Hubert Aquin, Blocs erratiques, 1977, couverture

(Accouplements : une rubriquel’Oreille tendue s’amuse à mettre en vis-à-vis deux œuvres, ou plus, d’horizons éloignés.)

Verne, Jules, le Pays des fourrures. Le Canada de Jules Verne — I, Paris, Classiques Garnier, coll. «Bibliothèque du XIXe siècle», 77, 2020, 549 p. Ill. Édition critique par Guillaume Pinson et Maxime Prévost. Édition originale : 1872-1873.

«La pierre, qui manquait au cap Bathurst, — particularité, pour le dire en passant, non moins inexplicable que l’absence de marées, — reparaissait ici sous forme de blocs erratiques, de roches profondément encastrées dans le sol» (p. 198).

Bouchard, Serge, Un café avec Marie, Montréal, Boréal, coll. «Papiers collés», 2021, 270 p.

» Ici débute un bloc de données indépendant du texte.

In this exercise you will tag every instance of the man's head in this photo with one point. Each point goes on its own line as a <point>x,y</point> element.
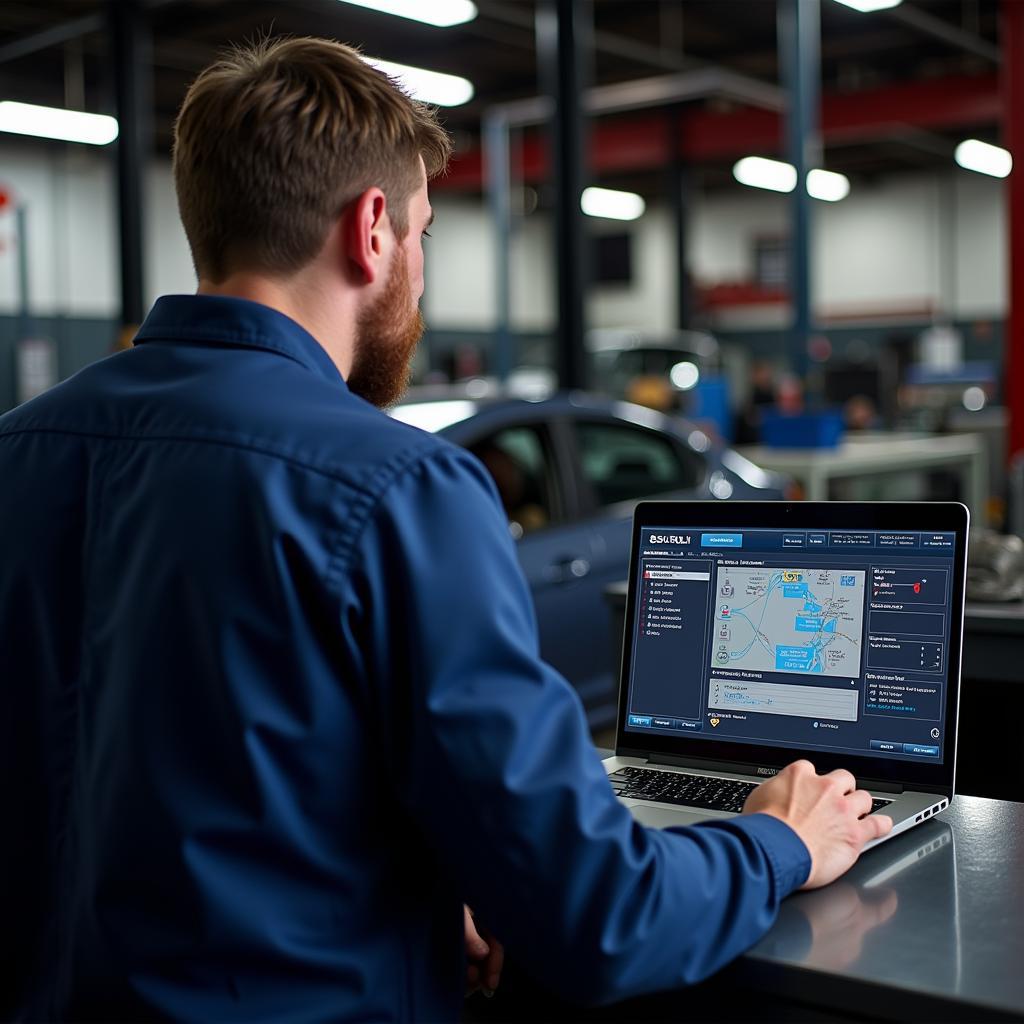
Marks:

«Dans ce décor maintenant figé, devant ce chalet abandonné, nous apercevons les restes de l’été. Le bonheur est derrière, il est ce bloc erratique qui ne se déplace pas et qui tiendra le fort à jamais, sur le bord de ce lac rempli des échos de la joie» (p. 248).

 

[Complément du 13 mai 2021]

Dans un texte paru en recueil en 2005, Serge Bouchard utilisait déjà la même expression pour caractériser… des joueurs de hockey :

L’authentique joueur ne peut plus jouer depuis que les gros ont pris d’assaut les patinoires. Les armoires à glace lancent la rondelle à deux cents kilomètres à l’heure, dans la baie vitrée, à côté du but ou dans la face de leur ami. Ils patinent comme des blocs erratiques mais, qu’à cela ne tienne, ils impressionnent. Ce sont tous des éléphants qui s’énervent dans une arène de cristal. Certains sont rapides, mais ils oublient la rondelle derrière eux, une fois sur deux (p. 130).

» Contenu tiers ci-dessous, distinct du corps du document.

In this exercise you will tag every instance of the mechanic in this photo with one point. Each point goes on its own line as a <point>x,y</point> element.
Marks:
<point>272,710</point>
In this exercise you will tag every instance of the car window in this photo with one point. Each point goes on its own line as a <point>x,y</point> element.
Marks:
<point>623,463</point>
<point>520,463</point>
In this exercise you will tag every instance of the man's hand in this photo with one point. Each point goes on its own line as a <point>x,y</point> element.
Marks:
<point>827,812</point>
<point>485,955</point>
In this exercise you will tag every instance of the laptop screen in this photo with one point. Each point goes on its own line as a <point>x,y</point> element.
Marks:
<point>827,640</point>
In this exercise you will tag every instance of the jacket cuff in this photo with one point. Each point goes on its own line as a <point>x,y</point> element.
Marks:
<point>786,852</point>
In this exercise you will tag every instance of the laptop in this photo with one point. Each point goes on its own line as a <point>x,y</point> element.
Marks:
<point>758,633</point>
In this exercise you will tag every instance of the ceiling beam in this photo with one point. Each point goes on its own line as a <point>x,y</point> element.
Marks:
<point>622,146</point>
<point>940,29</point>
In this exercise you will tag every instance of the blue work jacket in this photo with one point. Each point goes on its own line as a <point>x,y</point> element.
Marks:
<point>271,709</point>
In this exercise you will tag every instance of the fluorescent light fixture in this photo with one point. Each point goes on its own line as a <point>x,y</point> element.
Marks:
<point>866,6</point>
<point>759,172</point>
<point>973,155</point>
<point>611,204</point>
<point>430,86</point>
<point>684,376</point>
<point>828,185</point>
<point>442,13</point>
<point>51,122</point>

Bouchard, Serge, «Claude Provost», dans Les corneilles ne sont pas les épouses des corbeaux, Montréal, Boréal, coll. «Papiers collés», 2005, p. 129-131.

 

[Complément du 25 décembre 2021]

Il y a aussi des «blocs erratiques» dans le roman Morel de Maxime Raymond Bock (2021, p. 224-225).

Raymond Bock, Maxime, Morel. Roman, Montréal, Le Cheval d’août, 2021, 325 p.

Accouplements 162

Jules Verne, le Pays des fourrures, éd. de 2020, couverture

(Accouplements : une rubriquel’Oreille tendue s’amuse à mettre en vis-à-vis deux œuvres, ou plus, d’horizons éloignés.)

C’était dans la Presse+ de dimanche : «Une opération de sauvetage s’est déroulée samedi après-midi, sur la rivière des Prairies, pour venir en aide à trois pêcheurs et un chien demeurés coincés sur une plaque de glace à la dérive.»

Tard, la veille, l’Oreille tendue terminait sa lecture (émerveillée) du roman le Pays des fourrures (1872-1873), de Jules Verne. Passage des dernières pages, quand vingt adultes et un enfant dérivent sur un bloc de glace : «À l’extrémité du glaçon, l’ours formait comme une grosse boule de neige blanche qui ne remuait pas» (éd. de 2020, p. 531).

Chien, ours polaire : à chacun son animal de compagnie.

 

Référence

Verne, Jules, le Pays des fourrures. Le Canada de Jules Verne — I, Paris, Classiques Garnier, coll. «Bibliothèque du XIXe siècle», 77, 2020, 549 p. Ill. Édition critique par Guillaume Pinson et Maxime Prévost. Édition originale : 1872-1873.